Van dat laatste heeft ook Jochem (34) last. Hij had in het voorjaar allerlei coronaklachten, maar kon toen niet worden getest. "Mijn denkniveau zit soms nog op 50 procent, gesprekken kunnen heel moeilijk zijn. Ik ben dan niet scherp, doe lang over mijn woorden vinden, kan zinnen niet afmaken. Het is een hele rare gewaarwording."
Jochems woongroepgenoot Nanda (39) kon om een andere reden niet goed praten: vanwege de benauwdheid. Dat vond ze een van de moeilijkste aspecten van haar ziekteperiode, vertelt ze. "Ik had behoefte aan steun vanuit mijn omgeving terwijl ik in quarantaine zat, maar in deze zware tijd kon ik bijna niet met mijn dierbaren praten."
Fragiele balans
Nanda wordt nog behandeld door een fysiotherapeut en heeft verlenging aangevraagd. Als haar longarts haar daar geen verwijzing voor geeft, weet ze nog niet of ze ermee door zal gaan. "Mijn fysio zegt dat om kracht op te bouwen, het nodig is om twee keer per week te gaan.
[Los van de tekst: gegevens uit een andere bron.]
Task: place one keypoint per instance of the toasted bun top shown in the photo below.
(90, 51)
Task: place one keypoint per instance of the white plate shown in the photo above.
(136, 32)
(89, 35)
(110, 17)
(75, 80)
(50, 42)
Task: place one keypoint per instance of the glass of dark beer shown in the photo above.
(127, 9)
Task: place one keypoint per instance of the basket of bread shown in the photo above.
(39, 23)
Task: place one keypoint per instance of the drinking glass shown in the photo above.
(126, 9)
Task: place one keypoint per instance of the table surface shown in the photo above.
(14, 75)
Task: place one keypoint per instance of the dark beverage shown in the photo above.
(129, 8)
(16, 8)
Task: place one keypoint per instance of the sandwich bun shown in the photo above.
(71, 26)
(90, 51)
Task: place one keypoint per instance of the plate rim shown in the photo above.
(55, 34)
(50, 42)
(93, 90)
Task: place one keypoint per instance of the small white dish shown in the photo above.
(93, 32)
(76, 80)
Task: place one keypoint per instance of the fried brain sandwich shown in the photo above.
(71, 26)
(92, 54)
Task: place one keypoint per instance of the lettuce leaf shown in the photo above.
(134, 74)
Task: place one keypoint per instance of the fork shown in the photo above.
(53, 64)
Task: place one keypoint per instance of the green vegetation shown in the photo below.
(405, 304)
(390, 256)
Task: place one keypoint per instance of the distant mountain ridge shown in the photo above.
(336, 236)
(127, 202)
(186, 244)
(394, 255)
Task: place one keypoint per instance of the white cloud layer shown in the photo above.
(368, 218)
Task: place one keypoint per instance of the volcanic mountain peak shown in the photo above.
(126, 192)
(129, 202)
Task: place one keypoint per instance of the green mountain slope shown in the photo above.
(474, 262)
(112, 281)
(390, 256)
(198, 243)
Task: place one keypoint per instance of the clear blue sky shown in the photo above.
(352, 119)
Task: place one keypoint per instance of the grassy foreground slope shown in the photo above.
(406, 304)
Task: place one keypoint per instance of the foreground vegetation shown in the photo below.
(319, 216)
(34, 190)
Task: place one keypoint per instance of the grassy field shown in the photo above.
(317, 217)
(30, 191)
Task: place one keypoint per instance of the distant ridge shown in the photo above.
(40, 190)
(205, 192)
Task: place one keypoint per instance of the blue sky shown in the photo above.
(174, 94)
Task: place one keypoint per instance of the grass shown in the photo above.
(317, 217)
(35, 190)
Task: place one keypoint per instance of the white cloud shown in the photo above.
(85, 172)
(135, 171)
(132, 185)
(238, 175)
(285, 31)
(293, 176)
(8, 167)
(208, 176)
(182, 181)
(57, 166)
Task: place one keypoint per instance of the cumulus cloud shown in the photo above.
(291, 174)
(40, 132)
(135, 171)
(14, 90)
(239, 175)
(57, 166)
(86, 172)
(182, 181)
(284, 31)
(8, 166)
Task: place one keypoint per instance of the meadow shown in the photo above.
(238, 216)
Als het niet vergoed wordt, lopen de kosten aardig op." Ze hoopt dat ze door kan gaan met de behandelingen. "Vanwege de fragiele balans tussen voldoende belasting om te kunnen herstellen en overbelasting waardoor ik een terugval krijg."
In de trainingsruimte gaat Esther na wat rust verder met krachttraining. Zij en fysiotherapeut Ellen houden in de gaten dat ze zich niet te veel inspant. Dan vertrekt ze, op een elektrische fiets. Want hoewel ze vlakbij woont, is wandelen of gewoon fietsen voorlopig nog te veel.